Failure to Document New Skin Discoloration and Related Clinical Actions
Penalty
Summary
The deficiency involves the facility’s failure to maintain an accurate and complete medical record for a resident who developed new skin discoloration/bruising on the left side of the body. A CNA reported that during a scheduled shower she observed new discoloration/bruising on the resident’s left side and immediately notified the LPN and documented her observation in her own CNA charting. The CNA stated she had not witnessed any fall or injury and that this was the first time she saw the bruise. The resident’s face sheet shows multiple diagnoses, including type 2 diabetes mellitus with diabetic polyneuropathy, dementia, and a stage 3 sacral pressure ulcer. The LPN confirmed being notified by the CNA after lunch and described seeing a bruise on the resident’s left side, below the armpit and next to the breast.
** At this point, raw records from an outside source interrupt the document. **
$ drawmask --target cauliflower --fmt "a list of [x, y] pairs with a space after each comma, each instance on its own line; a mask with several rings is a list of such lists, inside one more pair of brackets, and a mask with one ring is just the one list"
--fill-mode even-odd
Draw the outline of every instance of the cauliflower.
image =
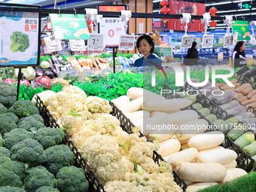
[[36, 96], [39, 96], [41, 100], [44, 102], [45, 106], [50, 105], [51, 99], [56, 95], [56, 93], [52, 90], [46, 90], [35, 95], [32, 99], [32, 102], [36, 104]]
[[123, 180], [128, 172], [119, 152], [118, 144], [109, 136], [96, 135], [89, 137], [81, 148], [83, 157], [102, 183]]
[[108, 100], [98, 96], [89, 96], [85, 101], [88, 111], [94, 113], [106, 113], [109, 114], [112, 111], [112, 107], [109, 105]]

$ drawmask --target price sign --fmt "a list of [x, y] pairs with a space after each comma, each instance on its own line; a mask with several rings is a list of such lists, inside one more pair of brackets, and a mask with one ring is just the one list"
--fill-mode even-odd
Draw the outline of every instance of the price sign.
[[135, 36], [133, 35], [120, 35], [119, 47], [120, 50], [133, 50]]
[[203, 35], [202, 48], [212, 48], [213, 46], [213, 35], [205, 34]]
[[124, 21], [120, 18], [103, 17], [99, 23], [100, 34], [103, 35], [106, 47], [118, 46], [119, 37], [125, 34]]
[[191, 48], [194, 35], [184, 35], [181, 39], [181, 49]]
[[105, 47], [102, 34], [90, 33], [88, 39], [87, 49], [89, 50], [102, 50]]
[[227, 48], [233, 45], [233, 35], [225, 35], [224, 36], [223, 47]]

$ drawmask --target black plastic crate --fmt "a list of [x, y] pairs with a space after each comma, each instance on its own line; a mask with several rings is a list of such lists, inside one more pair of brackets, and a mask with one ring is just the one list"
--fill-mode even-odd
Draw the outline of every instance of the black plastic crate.
[[[51, 128], [59, 129], [59, 125], [50, 114], [47, 107], [41, 100], [40, 97], [37, 96], [35, 100], [35, 105], [39, 110], [40, 115], [41, 115], [44, 119], [44, 125]], [[75, 154], [72, 165], [77, 167], [83, 168], [85, 170], [86, 178], [89, 181], [89, 191], [106, 192], [104, 190], [103, 186], [99, 183], [98, 178], [95, 176], [94, 172], [86, 163], [86, 160], [82, 157], [81, 153], [78, 152], [78, 148], [74, 145], [73, 142], [70, 140], [68, 140], [68, 138], [65, 136], [62, 140], [62, 144], [67, 145]]]
[[[120, 122], [120, 127], [122, 129], [127, 132], [129, 134], [133, 133], [133, 127], [136, 127], [135, 125], [130, 121], [129, 118], [127, 118], [123, 113], [119, 110], [116, 105], [111, 102], [109, 102], [109, 104], [113, 107], [113, 111], [111, 112], [111, 114], [115, 116]], [[142, 133], [140, 133], [140, 136], [144, 136]], [[163, 157], [157, 152], [154, 151], [153, 153], [153, 160], [155, 163], [157, 164], [160, 163], [161, 161], [165, 161]], [[183, 189], [184, 191], [186, 188], [187, 187], [187, 184], [185, 183], [183, 178], [181, 178], [177, 172], [175, 172], [174, 170], [172, 170], [173, 174], [173, 178], [174, 181]]]

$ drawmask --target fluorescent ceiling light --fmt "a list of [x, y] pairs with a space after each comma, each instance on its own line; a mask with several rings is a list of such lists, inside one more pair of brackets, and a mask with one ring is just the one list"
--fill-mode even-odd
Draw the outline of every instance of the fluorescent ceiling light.
[[220, 2], [220, 3], [212, 3], [212, 5], [224, 5], [224, 4], [230, 4], [232, 3], [232, 2]]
The LPN stated she asked the DON to assess the resident, and after approximately 20 minutes the DON instructed her to order a stat X-ray. The LPN reported that the resident is on long-term blood thinner medication, tends to lean to the left side, and requires frequent repositioning, and that she notified the physician of the negative X-ray results. However, the LPN acknowledged that she did not document the bruising/discoloration, the assessment, the notification to the physician, or the interventions in the resident’s electronic health record, stating she was waiting for direction from the DON. The radiology note only documented that X-ray results were relayed to the physician with no new orders, and there was no documentation in the medical record regarding the new skin discoloration or the change in condition, despite facility policy requiring documentation and physician notification for any new skin discoloration.